I'll be hiking a 2 week trek in very rainy South Coast Track in Tasmania. Would bringing a light, durable, umbrella help out much on top of normal rain gear? I want to take lots of photos, nature closeups, so an umbrella helps out much for that even in light rain. But besides that, would it help out in a big way in heavy rain? I'm weighing the pros and cons, so to speak. I'm going as light as possible. Thanks!

Roger Caffin
(rcaffin) - BPL Staff - MLife

Locale: Wollemi & Kosciusko NPs, Europe
Re: Umbrella for Tasmania hike? on 10/09/2007 03:56:29 MDT Print View

> I'll be hiking a 2 week trek in very rainy South Coast Track in Tasmania. Would bringing a light, durable, umbrella help out much
I've walked there. Frankly, I don't think the umbrella would survive the scrub very long. And since what we get down there is often 'wind-assisted rain', I doubt the umbrella would provide much shelter either.

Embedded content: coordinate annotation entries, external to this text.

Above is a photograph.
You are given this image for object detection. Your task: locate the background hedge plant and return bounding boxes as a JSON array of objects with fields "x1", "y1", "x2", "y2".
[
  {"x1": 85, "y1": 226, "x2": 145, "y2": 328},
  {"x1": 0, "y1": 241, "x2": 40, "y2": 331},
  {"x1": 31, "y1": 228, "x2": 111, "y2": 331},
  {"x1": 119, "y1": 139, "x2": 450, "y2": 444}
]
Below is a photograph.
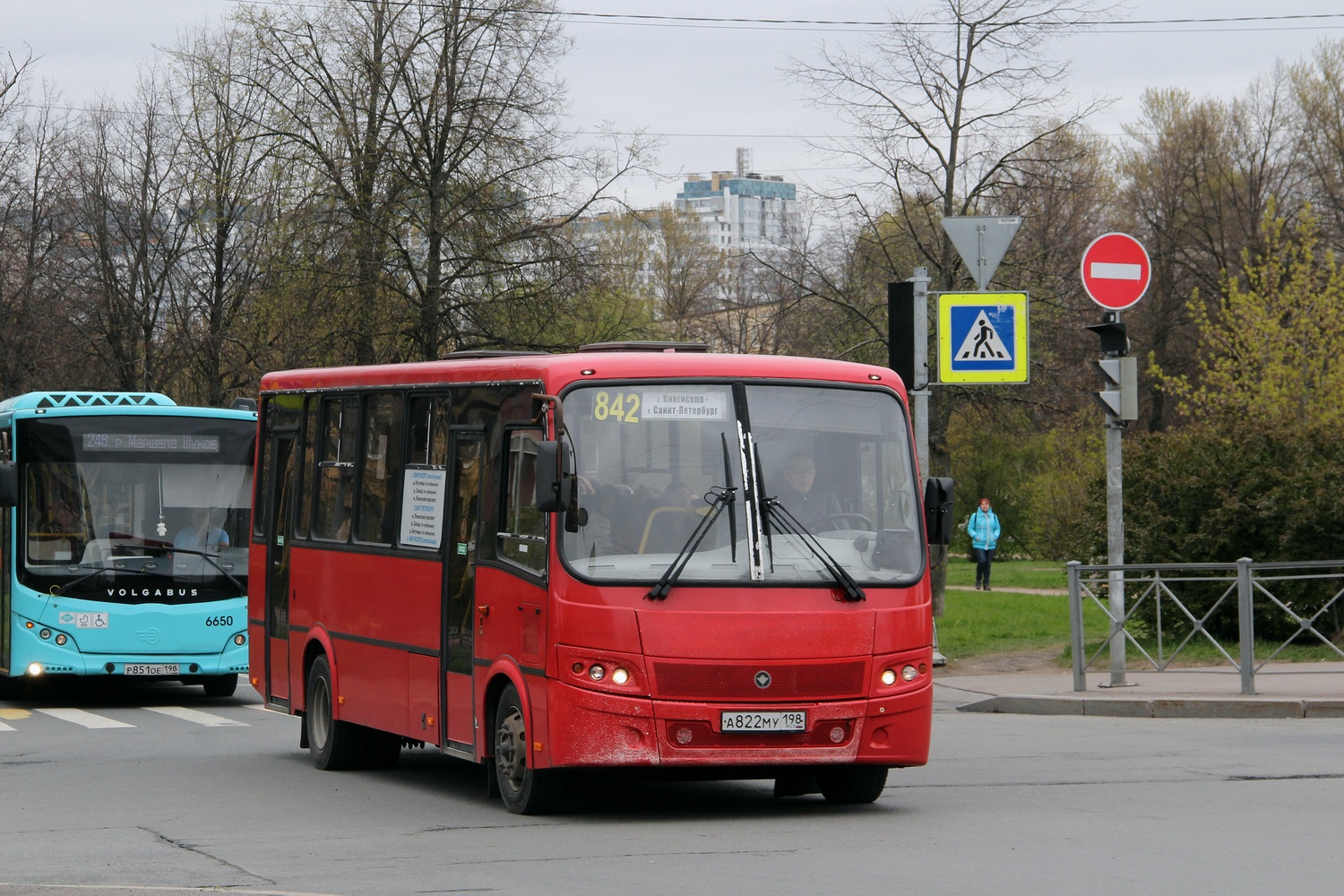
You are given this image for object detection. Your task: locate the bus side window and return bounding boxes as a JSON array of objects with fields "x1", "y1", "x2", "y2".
[
  {"x1": 359, "y1": 393, "x2": 402, "y2": 544},
  {"x1": 295, "y1": 395, "x2": 319, "y2": 538},
  {"x1": 406, "y1": 395, "x2": 448, "y2": 469},
  {"x1": 499, "y1": 430, "x2": 546, "y2": 573},
  {"x1": 314, "y1": 398, "x2": 359, "y2": 541}
]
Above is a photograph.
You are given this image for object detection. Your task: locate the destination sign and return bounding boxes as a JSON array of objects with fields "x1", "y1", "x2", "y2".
[{"x1": 83, "y1": 433, "x2": 220, "y2": 454}]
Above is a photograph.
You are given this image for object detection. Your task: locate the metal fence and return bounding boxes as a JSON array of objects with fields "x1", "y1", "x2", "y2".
[{"x1": 1067, "y1": 557, "x2": 1344, "y2": 694}]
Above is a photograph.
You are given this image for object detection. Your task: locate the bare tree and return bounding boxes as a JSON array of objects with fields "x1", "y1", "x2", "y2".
[
  {"x1": 0, "y1": 56, "x2": 78, "y2": 393},
  {"x1": 792, "y1": 0, "x2": 1115, "y2": 289},
  {"x1": 70, "y1": 67, "x2": 187, "y2": 391},
  {"x1": 238, "y1": 0, "x2": 421, "y2": 364},
  {"x1": 792, "y1": 0, "x2": 1113, "y2": 616},
  {"x1": 172, "y1": 22, "x2": 282, "y2": 406}
]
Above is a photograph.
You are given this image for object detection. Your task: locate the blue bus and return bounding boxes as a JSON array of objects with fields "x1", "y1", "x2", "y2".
[{"x1": 0, "y1": 392, "x2": 257, "y2": 699}]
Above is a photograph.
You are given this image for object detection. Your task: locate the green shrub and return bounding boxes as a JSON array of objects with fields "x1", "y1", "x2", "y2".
[{"x1": 1113, "y1": 420, "x2": 1344, "y2": 641}]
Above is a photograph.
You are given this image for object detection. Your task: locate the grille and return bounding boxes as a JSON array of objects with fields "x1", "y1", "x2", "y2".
[{"x1": 653, "y1": 659, "x2": 868, "y2": 702}]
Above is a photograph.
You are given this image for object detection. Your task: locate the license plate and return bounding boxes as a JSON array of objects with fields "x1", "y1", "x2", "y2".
[
  {"x1": 121, "y1": 662, "x2": 182, "y2": 676},
  {"x1": 719, "y1": 710, "x2": 808, "y2": 734}
]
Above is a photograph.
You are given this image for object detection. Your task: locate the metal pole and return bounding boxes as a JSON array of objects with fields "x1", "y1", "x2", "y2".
[
  {"x1": 1064, "y1": 560, "x2": 1088, "y2": 691},
  {"x1": 908, "y1": 267, "x2": 948, "y2": 667},
  {"x1": 1236, "y1": 557, "x2": 1255, "y2": 694},
  {"x1": 910, "y1": 267, "x2": 932, "y2": 477}
]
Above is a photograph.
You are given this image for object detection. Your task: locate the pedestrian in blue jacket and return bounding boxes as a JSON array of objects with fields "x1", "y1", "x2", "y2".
[{"x1": 967, "y1": 498, "x2": 999, "y2": 591}]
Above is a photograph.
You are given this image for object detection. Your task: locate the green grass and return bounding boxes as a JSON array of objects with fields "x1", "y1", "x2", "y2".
[
  {"x1": 938, "y1": 588, "x2": 1107, "y2": 659},
  {"x1": 948, "y1": 556, "x2": 1069, "y2": 590},
  {"x1": 938, "y1": 582, "x2": 1340, "y2": 670}
]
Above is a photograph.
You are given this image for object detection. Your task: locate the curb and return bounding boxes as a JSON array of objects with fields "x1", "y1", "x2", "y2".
[{"x1": 957, "y1": 694, "x2": 1344, "y2": 719}]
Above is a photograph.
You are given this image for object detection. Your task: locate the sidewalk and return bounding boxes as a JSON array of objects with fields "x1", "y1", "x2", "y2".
[{"x1": 935, "y1": 662, "x2": 1344, "y2": 719}]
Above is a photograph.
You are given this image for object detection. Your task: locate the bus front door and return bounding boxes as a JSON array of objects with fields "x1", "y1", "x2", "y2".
[
  {"x1": 441, "y1": 427, "x2": 486, "y2": 758},
  {"x1": 263, "y1": 431, "x2": 296, "y2": 708}
]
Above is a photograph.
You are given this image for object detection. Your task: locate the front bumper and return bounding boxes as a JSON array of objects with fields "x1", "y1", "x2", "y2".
[
  {"x1": 10, "y1": 619, "x2": 247, "y2": 678},
  {"x1": 546, "y1": 676, "x2": 933, "y2": 767}
]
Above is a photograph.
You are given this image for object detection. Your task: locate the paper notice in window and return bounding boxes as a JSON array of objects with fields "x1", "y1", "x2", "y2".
[
  {"x1": 644, "y1": 387, "x2": 728, "y2": 420},
  {"x1": 402, "y1": 470, "x2": 448, "y2": 548}
]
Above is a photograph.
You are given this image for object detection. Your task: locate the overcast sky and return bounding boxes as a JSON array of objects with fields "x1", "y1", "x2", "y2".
[{"x1": 0, "y1": 0, "x2": 1344, "y2": 205}]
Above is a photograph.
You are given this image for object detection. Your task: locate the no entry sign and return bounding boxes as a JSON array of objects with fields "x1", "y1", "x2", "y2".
[{"x1": 1082, "y1": 234, "x2": 1152, "y2": 312}]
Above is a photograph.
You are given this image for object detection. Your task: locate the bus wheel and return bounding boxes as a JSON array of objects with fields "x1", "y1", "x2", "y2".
[
  {"x1": 201, "y1": 675, "x2": 238, "y2": 697},
  {"x1": 304, "y1": 656, "x2": 365, "y2": 771},
  {"x1": 0, "y1": 676, "x2": 29, "y2": 700},
  {"x1": 817, "y1": 766, "x2": 887, "y2": 804},
  {"x1": 495, "y1": 685, "x2": 559, "y2": 815}
]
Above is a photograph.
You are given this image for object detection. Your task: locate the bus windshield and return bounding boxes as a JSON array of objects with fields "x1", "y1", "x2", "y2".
[
  {"x1": 16, "y1": 417, "x2": 255, "y2": 603},
  {"x1": 562, "y1": 383, "x2": 925, "y2": 584}
]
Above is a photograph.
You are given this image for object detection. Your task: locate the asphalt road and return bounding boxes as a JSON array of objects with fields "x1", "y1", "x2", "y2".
[{"x1": 0, "y1": 684, "x2": 1344, "y2": 896}]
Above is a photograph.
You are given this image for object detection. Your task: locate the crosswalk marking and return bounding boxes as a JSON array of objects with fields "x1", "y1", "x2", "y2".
[
  {"x1": 145, "y1": 707, "x2": 247, "y2": 728},
  {"x1": 38, "y1": 710, "x2": 134, "y2": 728}
]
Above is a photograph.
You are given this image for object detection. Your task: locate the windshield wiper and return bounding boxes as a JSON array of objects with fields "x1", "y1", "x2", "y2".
[
  {"x1": 169, "y1": 548, "x2": 247, "y2": 597},
  {"x1": 644, "y1": 433, "x2": 738, "y2": 600},
  {"x1": 105, "y1": 532, "x2": 247, "y2": 597},
  {"x1": 644, "y1": 485, "x2": 738, "y2": 600},
  {"x1": 762, "y1": 498, "x2": 868, "y2": 600},
  {"x1": 47, "y1": 563, "x2": 172, "y2": 597}
]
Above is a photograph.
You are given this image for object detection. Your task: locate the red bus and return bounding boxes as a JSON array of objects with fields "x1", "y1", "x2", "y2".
[{"x1": 249, "y1": 342, "x2": 952, "y2": 813}]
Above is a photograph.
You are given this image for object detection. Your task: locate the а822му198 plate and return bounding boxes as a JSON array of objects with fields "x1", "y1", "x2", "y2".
[{"x1": 719, "y1": 710, "x2": 808, "y2": 734}]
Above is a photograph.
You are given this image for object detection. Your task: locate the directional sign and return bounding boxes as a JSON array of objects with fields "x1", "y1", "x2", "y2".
[
  {"x1": 1082, "y1": 234, "x2": 1152, "y2": 312},
  {"x1": 943, "y1": 215, "x2": 1021, "y2": 289},
  {"x1": 938, "y1": 293, "x2": 1029, "y2": 383}
]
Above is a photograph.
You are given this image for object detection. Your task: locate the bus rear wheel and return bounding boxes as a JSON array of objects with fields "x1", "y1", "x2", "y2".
[
  {"x1": 495, "y1": 684, "x2": 559, "y2": 815},
  {"x1": 304, "y1": 656, "x2": 365, "y2": 771},
  {"x1": 817, "y1": 766, "x2": 887, "y2": 805},
  {"x1": 201, "y1": 673, "x2": 238, "y2": 697}
]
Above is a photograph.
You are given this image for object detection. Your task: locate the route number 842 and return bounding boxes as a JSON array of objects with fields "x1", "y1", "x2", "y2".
[{"x1": 593, "y1": 392, "x2": 640, "y2": 423}]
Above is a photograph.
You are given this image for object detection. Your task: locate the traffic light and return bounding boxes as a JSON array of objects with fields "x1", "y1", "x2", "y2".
[
  {"x1": 1088, "y1": 314, "x2": 1129, "y2": 355},
  {"x1": 1089, "y1": 354, "x2": 1139, "y2": 420}
]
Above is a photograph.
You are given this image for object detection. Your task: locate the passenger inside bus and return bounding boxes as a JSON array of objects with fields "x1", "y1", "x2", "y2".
[
  {"x1": 34, "y1": 500, "x2": 88, "y2": 560},
  {"x1": 172, "y1": 508, "x2": 228, "y2": 554},
  {"x1": 769, "y1": 452, "x2": 841, "y2": 528}
]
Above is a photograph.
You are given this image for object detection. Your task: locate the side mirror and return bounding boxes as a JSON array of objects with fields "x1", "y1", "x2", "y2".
[
  {"x1": 535, "y1": 442, "x2": 564, "y2": 513},
  {"x1": 0, "y1": 461, "x2": 19, "y2": 508},
  {"x1": 925, "y1": 476, "x2": 953, "y2": 544}
]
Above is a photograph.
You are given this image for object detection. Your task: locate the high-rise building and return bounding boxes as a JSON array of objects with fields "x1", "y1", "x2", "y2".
[{"x1": 676, "y1": 149, "x2": 798, "y2": 253}]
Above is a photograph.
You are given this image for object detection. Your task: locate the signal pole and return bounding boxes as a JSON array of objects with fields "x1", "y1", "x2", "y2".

For those who do not know the place: the south coast of Tasmania gets its weather in a direct, unimpeded, line from the antarctic.

Doug Johnson
(djohnson) - MLife

Locale: Washington State
Re: Re: Umbrella for Tasmania hike? on 10/09/2007 07:37:39 MDT Print View

Hmm...if the winds are typically gusty like Roger states, he's right that an umbrella might not be the best choice. If the rain tended to come down or you were on a trail slightly inland, an umbrella would be a great choice.

I almost always carry a brollie when I backpack along the Washington coast or in the rainforest, but when there are winds, they limit the usefulness of the umbrella a great deal.

Have a great trip- we'd love to see photos on the site when you get back!!!

Doug

Jim Buch
(Jim_Buch) - F
Umbrella on top of rain gear - yes on 10/10/2007 08:43:40 MDT Print View

For photography, you will find that the umbrella will indeed be useful as an addition to your raingear.

I have enjoyed some fine rain photography in the Appalachians this year. I used one of the lightweight commercial ones made for backpacking at about 9 ounces.

During the periods of high wind, it won't work so well for you, but it might work OK during some winds -- for photography purposes.

During my 3 months of hiking with umbrella and rain gear, I never once actually used my rain gear. But, there wasn't all that much rain during this recent drought condition in the southern Appalachian areas.

Nathaniel Frey
(walfyfrey) - F
Thanks! on 10/12/2007 00:19:43 MDT Print View

thanks for the very helpful tips! I just might take one on the hike.. I'll post some photos of it later...

Colin Briggs
(colinpbriggs) - F - MLife

Locale: Melbourne Australia
I've taken one on 10/12/2007 01:50:10 MDT Print View

I haven't walked the West Coast Track, but have done the Western Arthurs, The West Coast south from Strachan for 11 days and the Overland in Winter. I would take one. Make sure it has fibreglass spokes, as sooner or later it will get turned inside out by the wind. If you plan on taking photos you will definetly need it. The West of Tassie is like the south island of New Zealeand, the one thing you can be sure of it WILL rain and usually a lot!

Jim Buch
(Jim_Buch) - F
Caution on 10/15/2007 18:54:09 MDT Print View

One caution. It is easy for some stray drops of water to get on your camera.

You get caught up in the closeup shot, moving around and zooming and compensating exposure and framing.

Then you straighten back up and look at your camera, and there are a few drops of water here and there.

If your camera allows you to use a clear or skylight filter to cover the lens, there is probably nothing to worry about.

Well, periodically look at your camera to make sure it isn't wetter than you think it should be.

Jim

Franco Darioli
(Franco) - M

Locale: Melbourne
Bad advice on 11/22/2007 01:20:11 MST Print View

"If your camera allows you to use a clear or skylight filter to cover the lens, there is probably nothing to worry about."
No. The lens is the only part of the camera that is designed to take some drops (IE the spray from a cleaning solution). A single drop of water on any other part of a non weatherized camera can enter the body and zap the circuit board and no guarantee will cover that.
I have experienced horizontal rain and sleet in the middle of summer in gentler areas than the Southern Track but not far from it. When Roger mentioned "wind assisted" rain I can assure you he did not mean a slightly annoying drizzle. But go ahead, use an umbrella, we all like comedic clips on U Tube. (make sure someone else is using a weatherproof camera for that)
Franco

Edited by Franco on 11/22/2007 01:23:52 MST.